I once called him an agent of chaos. But federal prosecutors, who want to put him in jail on charges he obtained $146 million in bank loans by submitting false loan applications, are profiling him in much scarier terms.

In a 24-page court affidavit, they say Zherka, 46, "is physically violent" and a "habitual liar." They say he is "a danger to the community at large."

Citing independent sources, the feds say his extracurricular activities have included extortion and the selling and distributing of narcotics. On page 6 of the affidavit, they detailed his alleged exploits under the heading: "Zherka's Boasts of Involvement in Violence."

One time, a dead man was found duct-taped to a chair in the basement of Vertigo, one of his Manhattan strip clubs. According to the prosecutors, he called his brother, Ali, who told him he had "roughed someone up." Zherka instructed his brother to remove the body, prosecutors say.

The feds make Zherka out to be tougher and meaner than Mafiosi. They say that at another one of his topless joints, the VIP Club, members of an organized crime family demanded protection money. Zherka supposedly asked if they were willing to die for his money because he was certainly prepared to die to keep them from getting it.

"Zherka and his associates then stripped the men of their clothes and assaulted them," prosecutors said.

When Zherka's daughter introduced him to an African-American man she was dating, Zherka reportedly waited until she left the room, and then pointed a shotgun at the man, warning him that if he didn't stay away he would "blow his (expletive) head off." That's in the affidavit, too.

Prosecutors also pointed to the case of one Robert S. Ryan, who owned a nightclub on West 20th Street, as further proof of Zherka's violent tendencies.

On April 12, 1996, the documents say, Zherka and his brother confronted Ryan in the club's basement office where "(t)hey repeatedly punched Ryan in the head until he bled, knocked him in the ribs, dragged him by the hair, and ultimately threw him into a bathroom."

Ryan testified in court that Zherka put a gun to his head and said he would rape Ryan's wife and three daughters if he went to the police.

In Westchester, Zherka has wielded power through his considerable wealth. According to a court exhibit, his net worth is $61.8 million, which does not include property he owns in Kosovo and Albania.
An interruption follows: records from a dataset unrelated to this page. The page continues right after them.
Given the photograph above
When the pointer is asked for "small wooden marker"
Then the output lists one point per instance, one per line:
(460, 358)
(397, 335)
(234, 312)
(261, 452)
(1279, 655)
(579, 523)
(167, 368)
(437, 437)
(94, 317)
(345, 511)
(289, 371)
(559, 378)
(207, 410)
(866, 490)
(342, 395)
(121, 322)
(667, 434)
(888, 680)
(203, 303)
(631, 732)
Underfunded candidates for office gladly accepted his money through the auspices of the Independence Party, a shady operation with vague ideologies that basically confers endorsements in exchange for patronage. It may be charitable to say that the local politicians were naïve about Zherka. However, it's a cold stone fact that there is a long list of people from both ends of the political spectrum who tried to accommodate him one way or another, only to watch in horror as he turned on them. Those he didn't ridicule in the pages of his weekly, he sued. His nuisance suits became the stuff of legend.

Several years ago, he started a Tea Party movement to abolish county government — and for a second or two it looked like the thing actually had a chance of succeeding. People were, and continue to be, fed up with high property taxes and Zherka, perceiving the zeitgeist, deftly exploited it.

It was then, too, that in a display of cynical performance art, he propped up his own hand-picked candidate to run for county executive against Andy Spano. The candidate was Spano's estranged son, who made a couple of awkward public appearances before dropping out.

Later, in one of the more bizarre chapters of the three-ring "Zherkus" (a word coined by the aforementioned Spano), Zherka was named to the county's 23-member charter revision commission, a panel established to rewrite the county's body of law. It looked like the fox was let into the henhouse, except that Zherka resigned after one day.

He called the other commission members "political hacks."

Perhaps even more unbelievable, in Mount Vernon he was named to a police advisory board.

On Thursday, Zherka pleaded not guilty to federal charges of tax fraud, wire fraud and witness tampering that could conceivably put him in jail for the rest of his life.